Follow these tips to improve the quality, maintainability, and collaboration potential of your automation projects.
Before you start
Before finalizing your test structure, align your design with these three core principles:
- Keep it simple: Make structures and modules only as complex as necessary. Apply this to test structures, test cases, modules, everything.
- Keep it logical: Ensure your structural hierarchy reflects your test requirements. Group related actions (like entering credentials and clicking login) and separate distinct workflows.
- Be lazy: Prioritize reusability. Reuse anything you can.
Document your test
Clear documentation makes your test suite organized and easier for teams to maintain. Ranorex Studio offers several ways of documenting your test with naming, descriptions, and special reporting actions.
Undocumented tests are unfinished tests.
Name everything
Give every test container, module, repository item, and data connector a descriptive name. Use naming conventions and avoid using default names, as they make collaboration difficult.
- Test suite with only default names. Confusing, extremely hard to maintain, a nightmare for collaboration
- Test suite with good names for all items. You can see what everything does at a glance
Describe everything
Add detailed descriptions to items within the Test suite view. These descriptions appear automatically in the Report, providing clarity for stakeholders.
- Double-click in the Description column next to an item.
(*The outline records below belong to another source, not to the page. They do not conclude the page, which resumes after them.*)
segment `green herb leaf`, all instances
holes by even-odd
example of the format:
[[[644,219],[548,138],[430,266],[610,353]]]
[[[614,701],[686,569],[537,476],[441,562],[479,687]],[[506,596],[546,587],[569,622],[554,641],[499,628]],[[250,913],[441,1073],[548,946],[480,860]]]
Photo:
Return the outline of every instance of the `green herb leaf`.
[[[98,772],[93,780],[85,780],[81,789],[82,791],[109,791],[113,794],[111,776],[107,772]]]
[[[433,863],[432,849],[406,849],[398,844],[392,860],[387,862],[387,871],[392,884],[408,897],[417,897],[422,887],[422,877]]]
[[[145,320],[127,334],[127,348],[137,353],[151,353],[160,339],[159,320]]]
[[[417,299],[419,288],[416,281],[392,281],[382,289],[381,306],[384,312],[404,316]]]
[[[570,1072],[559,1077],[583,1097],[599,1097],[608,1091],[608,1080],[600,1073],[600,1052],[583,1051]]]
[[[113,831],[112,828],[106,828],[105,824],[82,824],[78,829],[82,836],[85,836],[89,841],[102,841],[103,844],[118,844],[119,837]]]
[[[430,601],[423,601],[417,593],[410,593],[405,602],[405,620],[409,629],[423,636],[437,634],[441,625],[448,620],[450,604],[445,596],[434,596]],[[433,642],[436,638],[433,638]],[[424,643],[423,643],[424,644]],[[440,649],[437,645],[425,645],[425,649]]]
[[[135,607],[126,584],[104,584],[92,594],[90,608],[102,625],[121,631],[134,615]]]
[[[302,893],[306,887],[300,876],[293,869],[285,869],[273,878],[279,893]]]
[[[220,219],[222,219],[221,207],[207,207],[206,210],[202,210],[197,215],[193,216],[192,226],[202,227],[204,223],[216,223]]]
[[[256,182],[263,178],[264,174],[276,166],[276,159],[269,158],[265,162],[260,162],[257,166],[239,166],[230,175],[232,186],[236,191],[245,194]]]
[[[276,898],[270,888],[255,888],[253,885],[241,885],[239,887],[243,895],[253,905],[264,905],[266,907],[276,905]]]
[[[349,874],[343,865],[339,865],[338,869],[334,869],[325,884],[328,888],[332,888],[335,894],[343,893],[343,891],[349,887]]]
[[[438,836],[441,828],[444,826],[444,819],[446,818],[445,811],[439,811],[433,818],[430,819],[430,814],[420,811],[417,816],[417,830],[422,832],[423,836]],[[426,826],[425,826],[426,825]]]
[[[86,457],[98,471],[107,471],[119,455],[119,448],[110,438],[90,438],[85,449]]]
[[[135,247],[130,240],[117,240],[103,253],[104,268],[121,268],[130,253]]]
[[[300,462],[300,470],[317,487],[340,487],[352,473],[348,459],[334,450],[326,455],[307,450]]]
- Enter your text in the editor. You can use formatting and images to add context.
Examples of descriptions for different items
Test suite description editor:
Report showing description:
Test container description editor and report view:
Add manual reporting actions
Add specialized actions to make your reports more informative:
- Capture screenshot: Use this action to insert an image at specific points in your test, even if no error occurs.
-
Log: Insert custom messages or technical data into the report to explain complex steps.
Maintain a clean test suite
A finished test suite should not contain empty or deactivated items.
- Empty items: Only use empty folders or test cases as placeholders for work in progress.
- Deactivated items: Only deactivate modules that still need work or for troubleshooting. Remove them once the test is production-ready.
Optimize the hierarchy
Use the structural components of Ranorex Studio correctly to keep your project manageable.
Use the test case as the primary container
A test case represents a primary function of your test, like adding entries to a database. Smart folders are for further structuring of test cases. Note that only Test cases count toward the success diagram in the final Report.
- Not ideal: Using a smart folder as the primary test container, with the test case as a subitem.
- Ideal: Test case as the primary test container, with smart folders as subitems for structuring.
Avoid deep structures
As a general rule, you should avoid going deeper than 5-6 test container levels. Remember: Keep it simple.
Complex test requirements may seem like they make complex test suite structures necessary, but that’s not entirely true. If your requirements are too complex for a single suite, consider moving functionality into separate projects or solutions. This allows you to keep test suites simpler, which also keeps maintenance manageable and collaboration feasible.
For more information, see Structures and How to Choose One.
Keep test cases independent
Ensure that test cases do not depend on the success or data of a previous test case. Independent tests are easier to troubleshoot and allow for more flexible execution configurations.
One way to do so is by using setup and teardown regions for test suites and test containers. It’s a best practice to have test cases wrapped in at least one setup/teardown region.
You can run tests in different configurations with test sequences and run configurations.
- Access to test sequence configuration (possible if the project contains 2 or more test suites).
- Test sequence configuration.
- Run configuration selection per test suite.
Use validations
Testing software is always about comparing a desired to an actual behavior/state. A test case without a validation is a test case without purpose.
Use variables
Use variables instead of constant values in modules to make them reusable and your test more flexible.
- Constant strings for two values set as part of the module
- Replacing them with variables makes the module reusable
Maintain your variables
Regularly clean up your variables and delete unused ones. Make sure all variables have sensible default values. This is important when values from a bound data column can’t be retrieved, like when running a recording module directly and not as part of a test suite.
- Unused variable.
- The variables’ default values.
Keep data sources close to where they’re used
Assign data sources or parameters as close to the test containers where they’ll feed values to variables. At worst, a data source should be no more than 2 test container levels away from where it’s used.
The descendants of a test container inherit its data sources. However, over several levels, it gets quite hard to tell what is going on.
- Ideal: the data source is assigned to the test container that contains the bound variable.
- Avoid assigning the data source to test containers farther away, like these two.
Think twice before using conditions
Sometimes, conditions are necessary, but often, they can be avoided with a different test container structure.
Conditions increase complexity, make maintainability worse, and are often an issue in collaboration. This is especially true when conditions extend over several test container levels. At worst, conditions should extend over no more than 2 nested test container levels.
Here are two examples:
- The test container only executes a part of the data source based on a condition.
- It’s better to remove the condition and adjust the data source so it only contains the data required.
- Here, we have a test case where descendant structures are executed only if conditions are fulfilled.
- We can replace this by splitting up the test case into two separate ones and replicating the structure with test containers that are always executed.